RuntimeError: cuDNN error: CUDNN_STATUS_NOT_SUPPORTED

rina · November 6, 2020, 5:44am

I have the following model:

model = torch.nn.Sequential(
        torch.nn.Conv3d(1, 128, kernel_size=3, padding=1),
        torch.nn.ReLU(),
        torch.nn.Conv3d(128, 128, kernel_size=3, padding=1),
        torch.nn.ReLU(),
        torch.nn.Conv3d(128, 128, kernel_size=3, padding=1),
        torch.nn.ReLU(),
        torch.nn.Conv3d(128, 128, kernel_size=3, padding=1),
        torch.nn.ReLU(),
        torch.nn.Conv3d(128, 128, kernel_size=3, padding=1),
        torch.nn.ReLU(),
        torch.nn.Conv3d(128, 1, kernel_size=3, padding=1),
        torch.nn.ReLU()
    ).to(device)

For which, I use batches of the size N x 160 x 256 x 256
I was running into the RuntimeError: CUDA out of memory error so I reduced the batch size to 2, which resulted in this error instead:
RuntimeError: cuDNN error: CUDNN_STATUS_NOT_SUPPORTED. This error may appear if you passed in a non-contiguous input.
A quick search in google suggested that my batch size was still too large so I reduced it 1, which surprisingly gave me the RuntimeError: CUDA out of memory error again.

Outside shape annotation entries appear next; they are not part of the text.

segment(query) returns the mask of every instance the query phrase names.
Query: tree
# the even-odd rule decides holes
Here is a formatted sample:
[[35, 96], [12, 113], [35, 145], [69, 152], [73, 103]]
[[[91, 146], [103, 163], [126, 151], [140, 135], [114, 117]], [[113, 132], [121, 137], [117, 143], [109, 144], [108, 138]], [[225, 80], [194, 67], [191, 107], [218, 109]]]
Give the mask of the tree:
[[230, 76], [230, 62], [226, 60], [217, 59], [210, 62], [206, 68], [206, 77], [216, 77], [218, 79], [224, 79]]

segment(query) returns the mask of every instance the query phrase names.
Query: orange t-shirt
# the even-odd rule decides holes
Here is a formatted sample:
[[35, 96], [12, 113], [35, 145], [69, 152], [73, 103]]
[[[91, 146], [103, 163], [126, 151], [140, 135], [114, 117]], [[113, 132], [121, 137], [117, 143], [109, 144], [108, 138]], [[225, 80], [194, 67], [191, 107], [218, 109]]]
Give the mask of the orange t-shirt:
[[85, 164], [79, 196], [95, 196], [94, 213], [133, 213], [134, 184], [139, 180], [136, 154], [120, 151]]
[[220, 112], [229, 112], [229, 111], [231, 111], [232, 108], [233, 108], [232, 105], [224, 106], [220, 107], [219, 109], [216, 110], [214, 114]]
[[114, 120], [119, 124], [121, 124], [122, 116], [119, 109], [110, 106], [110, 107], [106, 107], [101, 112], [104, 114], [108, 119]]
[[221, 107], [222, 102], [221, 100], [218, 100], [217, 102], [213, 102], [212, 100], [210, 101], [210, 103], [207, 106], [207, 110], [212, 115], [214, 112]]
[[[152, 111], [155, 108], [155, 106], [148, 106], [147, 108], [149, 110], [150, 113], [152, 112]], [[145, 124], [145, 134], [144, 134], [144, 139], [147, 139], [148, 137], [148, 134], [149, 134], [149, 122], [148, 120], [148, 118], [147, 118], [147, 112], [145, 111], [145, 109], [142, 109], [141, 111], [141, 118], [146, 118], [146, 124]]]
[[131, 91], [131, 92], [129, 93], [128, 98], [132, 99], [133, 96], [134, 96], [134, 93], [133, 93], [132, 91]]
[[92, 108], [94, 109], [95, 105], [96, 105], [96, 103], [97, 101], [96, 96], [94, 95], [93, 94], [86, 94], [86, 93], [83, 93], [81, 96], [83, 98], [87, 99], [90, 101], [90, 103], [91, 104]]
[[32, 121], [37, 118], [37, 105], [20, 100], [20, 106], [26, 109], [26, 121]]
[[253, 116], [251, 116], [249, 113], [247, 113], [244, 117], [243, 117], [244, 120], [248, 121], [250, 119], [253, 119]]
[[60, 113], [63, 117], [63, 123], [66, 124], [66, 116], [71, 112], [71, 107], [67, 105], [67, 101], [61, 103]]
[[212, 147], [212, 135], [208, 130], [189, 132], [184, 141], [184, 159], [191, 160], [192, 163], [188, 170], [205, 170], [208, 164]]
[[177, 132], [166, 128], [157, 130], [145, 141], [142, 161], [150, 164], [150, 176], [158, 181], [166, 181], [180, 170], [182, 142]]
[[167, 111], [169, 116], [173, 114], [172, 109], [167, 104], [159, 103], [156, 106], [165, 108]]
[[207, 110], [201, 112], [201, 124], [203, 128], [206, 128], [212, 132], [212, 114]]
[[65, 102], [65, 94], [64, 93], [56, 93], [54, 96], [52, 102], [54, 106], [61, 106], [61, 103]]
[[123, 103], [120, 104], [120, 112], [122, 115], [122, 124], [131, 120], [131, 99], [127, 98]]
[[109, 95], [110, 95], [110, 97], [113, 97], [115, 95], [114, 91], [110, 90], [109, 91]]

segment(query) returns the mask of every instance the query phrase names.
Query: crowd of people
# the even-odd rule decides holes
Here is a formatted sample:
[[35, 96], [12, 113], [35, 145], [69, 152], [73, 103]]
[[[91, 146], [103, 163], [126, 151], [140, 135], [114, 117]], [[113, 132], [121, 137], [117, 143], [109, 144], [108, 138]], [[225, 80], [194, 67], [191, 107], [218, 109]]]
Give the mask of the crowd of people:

How can I resolve this issue?

Thank you.

ptrblck · November 6, 2020, 6:36am

The first two nn.Conv3d layers with an an input of [1, 1, 160, 256, 256] will already take ~20GB during the forward pass (with intermediate activation needed for the backward pass). The complete model will thus have a much higher memory usage and I assume your GPU doesn’t have enough memory.